2. A la hora de aplicar el régimen urbanístico del suelo establecido por la presente Ley, es preciso atender, por lo que respecta al suelo urbanizable, a las siguientes reglas:

  1. El suelo urbanizable programado y el suelo apto para ser urbanizado pasan a ser suelo urbanizable delimitado desde la entrada en vigor de la presente Ley.

  2. El suelo urbanizable no programado pasa a tener la condición de suelo urbanizable no delimitado desde la entrada en vigor de la presente Ley. A tal efecto, hasta que el planeamiento general no se haya adaptado a las determinaciones de la presente Ley, es obligatoria la consulta regulada por el artículo 73 antes de la tramitación del plan parcial de delimitación, de cara a constatar la adecuación de la propuesta a las determinaciones del planeamiento de rango superior y a las determinaciones establecidas por el artículo 3. El carácter negativo de cualquiera de los dos informes de la consulta impide la formulación y tramitación del plan parcial de delimitación.

DISPOSICIÓN TRANSITORIA SEGUNDA. Redacción según Ley 10/2004, de 24 de diciembre.

1. El planeamiento urbanístico general vigente en el momento de la entrada en vigor de la presente Ley debe adaptarse cuando, en virtud de las propias previsiones, o bien anticipadamente, en los supuestos regulados por el artículo 93, se haga la revisión de dicho planeamiento o del programa de actuación urbanística correspondiente.

2. Desde el momento de la entrada en vigor de la presente Ley, sin perjuicio de lo dispuesto por el apartado 1, los ayuntamientos pueden formular y tramitar programas de actuación urbanística municipal, que deben contener la reserva para la construcción de viviendas de protección pública, de acuerdo con lo establecido por el artículo 57.3 y, si procede, la reserva establecida por la disposición adicional octava.

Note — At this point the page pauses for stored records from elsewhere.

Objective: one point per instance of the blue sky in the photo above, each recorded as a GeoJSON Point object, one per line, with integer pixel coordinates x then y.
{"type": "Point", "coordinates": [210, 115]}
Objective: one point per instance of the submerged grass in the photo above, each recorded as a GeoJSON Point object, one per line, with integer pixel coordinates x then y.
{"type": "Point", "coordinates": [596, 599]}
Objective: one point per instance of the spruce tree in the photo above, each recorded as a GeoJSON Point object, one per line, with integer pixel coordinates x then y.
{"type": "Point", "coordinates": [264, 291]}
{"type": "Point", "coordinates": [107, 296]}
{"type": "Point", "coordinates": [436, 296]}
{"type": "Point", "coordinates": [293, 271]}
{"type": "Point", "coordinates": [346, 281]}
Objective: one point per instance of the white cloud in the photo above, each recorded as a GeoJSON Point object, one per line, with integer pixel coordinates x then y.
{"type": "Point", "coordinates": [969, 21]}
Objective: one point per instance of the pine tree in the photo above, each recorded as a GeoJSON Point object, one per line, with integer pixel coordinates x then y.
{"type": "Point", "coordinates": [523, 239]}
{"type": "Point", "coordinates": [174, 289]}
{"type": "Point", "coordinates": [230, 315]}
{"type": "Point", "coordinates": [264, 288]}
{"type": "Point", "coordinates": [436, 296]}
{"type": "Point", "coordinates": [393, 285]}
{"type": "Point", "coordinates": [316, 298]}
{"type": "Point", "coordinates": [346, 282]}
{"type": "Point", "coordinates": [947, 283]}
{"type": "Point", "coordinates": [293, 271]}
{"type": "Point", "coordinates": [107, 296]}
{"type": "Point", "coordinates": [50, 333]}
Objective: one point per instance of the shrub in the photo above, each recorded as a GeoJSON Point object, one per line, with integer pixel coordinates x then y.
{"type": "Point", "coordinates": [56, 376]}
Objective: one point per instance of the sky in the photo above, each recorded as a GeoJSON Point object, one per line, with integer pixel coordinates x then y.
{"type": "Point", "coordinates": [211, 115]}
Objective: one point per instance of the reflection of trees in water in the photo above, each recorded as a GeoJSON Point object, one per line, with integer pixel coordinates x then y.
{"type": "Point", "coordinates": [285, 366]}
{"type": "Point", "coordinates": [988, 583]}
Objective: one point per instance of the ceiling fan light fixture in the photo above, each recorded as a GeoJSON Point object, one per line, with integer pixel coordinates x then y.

3. De no existir un programa de actuación urbanística municipal, las modificaciones de los instrumentos de planeamiento urbanístico general no adaptados a la presente Ley, el planeamiento urbanístico derivado y sus modificaciones pueden establecer reservas de suelo para viviendas de protección pública, mediante la calificación de suelo, de acuerdo con lo establecido por el artículo 57.5, y, si procede, la reserva establecida por la disposición adicional octava. Estas reservas, en el caso de los municipios de más de diez mil habitantes y las capitales de comarca, deben aplicarse preceptiva e inmediatamente, de acuerdo con lo establecido por el artículo 57.3 y, si procede, la disposición adicional octava, a los sectores de mejora urbana en suelo urbano no consolidado que prevean usos residenciales de nueva implantación y a los sectores de suelo urbanizable con uso residencial. Se exceptúan de esta obligación los sectores que tengan un planeamiento derivado aprobado inicialmente antes de la entrada en vigor de la modificación de la presente Ley. Dichas reservas también deben aplicarse, preceptiva e inmediatamente, cuando se tramite una modificación del planeamiento general de cualquier municipio si ésta implica un cambio de la clasificación del suelo no urbanizable con la finalidad de incluir en el mismo nuevos usos residenciales, siempre y cuando la modificación no esté aprobada inicialmente en el momento de la entrada en vigor de la modificación de la presente Ley.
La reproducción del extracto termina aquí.